To investigate whether the core of Mars is solid or liquid
NASA has selected a new mission, set to launch in 2016, that will take the first look into the deep interior of Mars to see why the Red Planet evolved so differently from Earth as one of our solar system’s rocky planets.
The new mission, named InSight, will place instruments on the Martian surface to investigate whether the core of Mars is solid or liquid like Earth’s and why Mars’ crust is not divided into tectonic plates that drift like Earth’s. Detailed knowledge of the interior of Mars in comparison to Earth will help scientists understand better how terrestrial planets form and evolve.
“The exploration of Mars is a top priority for NASA, and the selection of InSight ensures we will continue to unlock the mysteries of the Red Planet and lay the groundwork for a future human mission there,” NASA Administrator Charles Bolden said. “The recent successful landing of the Curiosity rover has galvanized public interest in space exploration and today’s announcement makes clear there are more exciting Mars missions to come.”
InSight will be led by W. Bruce Banerdt at NASA’s Jet Propulsion Laboratory (JPL) in Pasadena, Calif. InSight’s science team includes U.S. and international co-investigators from universities, industry and government agencies. The French space agency Centre National d’Etudes Spatiales, or CNES, and the German Aerospace Center, or DLR, are contributing instruments to InSight, which is scheduled to land on Mars in September 2016 to begin its two-year scientific mission.

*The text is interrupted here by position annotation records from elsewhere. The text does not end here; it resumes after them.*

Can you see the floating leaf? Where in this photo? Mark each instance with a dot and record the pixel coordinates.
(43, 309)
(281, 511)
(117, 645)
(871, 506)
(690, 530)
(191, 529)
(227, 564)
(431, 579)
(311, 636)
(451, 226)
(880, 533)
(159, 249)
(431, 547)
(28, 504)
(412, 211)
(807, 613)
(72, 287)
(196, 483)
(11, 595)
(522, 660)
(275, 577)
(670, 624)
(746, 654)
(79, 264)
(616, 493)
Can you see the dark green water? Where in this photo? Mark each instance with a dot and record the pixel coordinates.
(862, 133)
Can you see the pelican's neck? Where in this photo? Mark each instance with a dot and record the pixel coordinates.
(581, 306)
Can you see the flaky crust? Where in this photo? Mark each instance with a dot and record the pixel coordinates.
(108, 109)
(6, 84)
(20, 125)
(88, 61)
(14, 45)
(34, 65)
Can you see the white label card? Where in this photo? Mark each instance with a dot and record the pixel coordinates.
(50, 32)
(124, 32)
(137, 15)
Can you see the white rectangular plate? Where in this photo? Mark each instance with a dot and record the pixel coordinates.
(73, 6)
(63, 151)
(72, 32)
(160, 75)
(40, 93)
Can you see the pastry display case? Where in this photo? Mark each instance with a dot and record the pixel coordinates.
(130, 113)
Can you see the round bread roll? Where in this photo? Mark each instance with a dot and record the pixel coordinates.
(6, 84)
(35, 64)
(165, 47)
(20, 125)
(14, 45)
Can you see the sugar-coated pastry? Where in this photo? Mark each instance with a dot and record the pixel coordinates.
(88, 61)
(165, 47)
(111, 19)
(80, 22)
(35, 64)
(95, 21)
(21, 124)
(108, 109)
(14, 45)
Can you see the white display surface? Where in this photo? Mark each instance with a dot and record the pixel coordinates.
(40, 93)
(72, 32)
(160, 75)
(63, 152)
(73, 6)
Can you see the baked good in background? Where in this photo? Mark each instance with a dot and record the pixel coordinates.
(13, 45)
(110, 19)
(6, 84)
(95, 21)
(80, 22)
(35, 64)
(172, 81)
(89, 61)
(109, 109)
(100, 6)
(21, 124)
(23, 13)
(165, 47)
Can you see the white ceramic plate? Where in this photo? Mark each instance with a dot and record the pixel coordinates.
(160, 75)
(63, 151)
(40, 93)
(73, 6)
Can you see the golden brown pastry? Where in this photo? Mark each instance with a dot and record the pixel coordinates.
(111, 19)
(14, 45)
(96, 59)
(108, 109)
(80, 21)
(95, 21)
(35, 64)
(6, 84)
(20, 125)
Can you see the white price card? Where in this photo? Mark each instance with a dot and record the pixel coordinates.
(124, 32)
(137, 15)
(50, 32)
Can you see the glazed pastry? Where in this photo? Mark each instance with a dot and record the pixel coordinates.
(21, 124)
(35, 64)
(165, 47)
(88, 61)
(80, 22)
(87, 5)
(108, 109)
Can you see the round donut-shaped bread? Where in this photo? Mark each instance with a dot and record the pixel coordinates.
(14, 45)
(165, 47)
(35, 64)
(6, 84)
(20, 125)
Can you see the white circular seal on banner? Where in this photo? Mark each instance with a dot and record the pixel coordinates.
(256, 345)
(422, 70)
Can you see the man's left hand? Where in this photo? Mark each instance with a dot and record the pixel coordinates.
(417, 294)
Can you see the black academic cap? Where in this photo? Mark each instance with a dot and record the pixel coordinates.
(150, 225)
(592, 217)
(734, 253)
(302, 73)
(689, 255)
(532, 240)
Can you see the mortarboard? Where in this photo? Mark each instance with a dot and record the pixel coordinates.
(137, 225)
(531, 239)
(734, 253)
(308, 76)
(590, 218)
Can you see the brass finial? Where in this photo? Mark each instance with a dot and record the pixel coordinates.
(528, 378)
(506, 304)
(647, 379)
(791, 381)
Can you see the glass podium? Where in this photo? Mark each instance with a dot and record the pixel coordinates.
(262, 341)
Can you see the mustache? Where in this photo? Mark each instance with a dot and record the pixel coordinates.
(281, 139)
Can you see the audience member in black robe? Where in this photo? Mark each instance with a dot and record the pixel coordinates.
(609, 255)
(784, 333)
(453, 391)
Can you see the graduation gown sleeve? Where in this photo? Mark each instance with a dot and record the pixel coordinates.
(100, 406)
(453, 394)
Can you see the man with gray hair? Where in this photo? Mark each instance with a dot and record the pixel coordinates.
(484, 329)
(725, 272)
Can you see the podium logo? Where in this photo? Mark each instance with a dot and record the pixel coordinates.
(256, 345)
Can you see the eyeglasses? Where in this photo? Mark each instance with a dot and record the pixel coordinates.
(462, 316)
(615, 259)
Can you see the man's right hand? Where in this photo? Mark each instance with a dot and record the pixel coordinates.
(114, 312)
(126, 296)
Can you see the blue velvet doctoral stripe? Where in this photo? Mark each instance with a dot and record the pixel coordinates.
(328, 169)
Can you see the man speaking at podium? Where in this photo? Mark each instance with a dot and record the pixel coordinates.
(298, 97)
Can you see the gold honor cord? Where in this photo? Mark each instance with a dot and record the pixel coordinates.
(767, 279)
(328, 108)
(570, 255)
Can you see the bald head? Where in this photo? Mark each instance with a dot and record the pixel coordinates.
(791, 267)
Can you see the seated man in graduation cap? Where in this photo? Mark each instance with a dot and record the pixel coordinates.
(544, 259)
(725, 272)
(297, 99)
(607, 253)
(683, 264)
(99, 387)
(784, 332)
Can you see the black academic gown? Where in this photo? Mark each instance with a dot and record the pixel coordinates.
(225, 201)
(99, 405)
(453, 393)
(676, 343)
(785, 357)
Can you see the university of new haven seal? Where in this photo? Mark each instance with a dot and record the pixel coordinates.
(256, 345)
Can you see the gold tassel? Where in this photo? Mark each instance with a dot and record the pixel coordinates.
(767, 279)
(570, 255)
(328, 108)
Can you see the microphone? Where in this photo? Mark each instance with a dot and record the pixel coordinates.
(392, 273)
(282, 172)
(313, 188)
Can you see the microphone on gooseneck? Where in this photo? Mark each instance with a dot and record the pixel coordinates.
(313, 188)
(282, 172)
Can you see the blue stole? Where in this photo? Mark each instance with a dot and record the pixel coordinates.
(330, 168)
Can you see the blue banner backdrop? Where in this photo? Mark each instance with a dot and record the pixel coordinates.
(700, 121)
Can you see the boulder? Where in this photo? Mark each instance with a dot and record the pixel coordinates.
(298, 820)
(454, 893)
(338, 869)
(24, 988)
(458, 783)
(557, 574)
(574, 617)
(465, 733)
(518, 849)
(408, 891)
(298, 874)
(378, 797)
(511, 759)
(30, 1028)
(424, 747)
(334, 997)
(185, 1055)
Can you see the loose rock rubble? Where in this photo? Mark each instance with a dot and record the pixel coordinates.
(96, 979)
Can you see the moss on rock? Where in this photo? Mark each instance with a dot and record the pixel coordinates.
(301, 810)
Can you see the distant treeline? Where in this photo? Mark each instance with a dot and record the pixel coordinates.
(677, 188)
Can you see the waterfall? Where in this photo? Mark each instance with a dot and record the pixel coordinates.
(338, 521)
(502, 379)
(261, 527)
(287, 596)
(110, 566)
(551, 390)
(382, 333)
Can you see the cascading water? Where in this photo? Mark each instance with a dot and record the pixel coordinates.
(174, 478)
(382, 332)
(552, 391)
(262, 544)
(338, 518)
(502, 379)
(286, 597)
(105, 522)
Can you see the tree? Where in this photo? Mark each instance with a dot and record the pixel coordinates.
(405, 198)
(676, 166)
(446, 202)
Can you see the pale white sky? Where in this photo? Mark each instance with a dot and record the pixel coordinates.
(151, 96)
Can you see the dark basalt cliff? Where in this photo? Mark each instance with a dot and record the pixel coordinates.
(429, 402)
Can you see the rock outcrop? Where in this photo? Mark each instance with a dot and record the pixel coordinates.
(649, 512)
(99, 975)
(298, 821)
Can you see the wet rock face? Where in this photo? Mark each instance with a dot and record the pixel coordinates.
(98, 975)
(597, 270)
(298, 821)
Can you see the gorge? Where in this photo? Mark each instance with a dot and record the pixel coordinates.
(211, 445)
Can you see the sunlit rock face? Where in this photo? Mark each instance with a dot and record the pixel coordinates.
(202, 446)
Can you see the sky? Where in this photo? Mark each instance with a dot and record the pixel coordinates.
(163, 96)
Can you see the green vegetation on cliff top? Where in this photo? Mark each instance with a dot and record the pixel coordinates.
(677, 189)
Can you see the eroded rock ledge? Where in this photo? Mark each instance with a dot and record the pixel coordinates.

InSight is the 12th selection in NASA’s series of Discovery-class missions. Created in 1992, the Discovery Program sponsors frequent, cost-capped solar system exploration missions with highly focused scientific goals. NASA requested Discovery mission proposals in June 2010 and received 28. InSight was one of three proposed missions selected in May 2011 for funding to conduct preliminary design studies and analyses. The other two proposals were for missions to a comet and Saturn’s moon Titan.
InSight builds on spacecraft technology used in NASA’s highly successful Phoenix lander mission, which was launched to the Red Planet in 2007 and determined water existed near the surface in the Martian polar regions. By incorporating proven systems in the mission, the InSight team demonstrated that the mission concept was low-risk and could stay within the cost-constrained budget of Discovery missions. The cost of the mission, excluding the launch vehicle and related services, is capped at $425 million in 2010 dollars.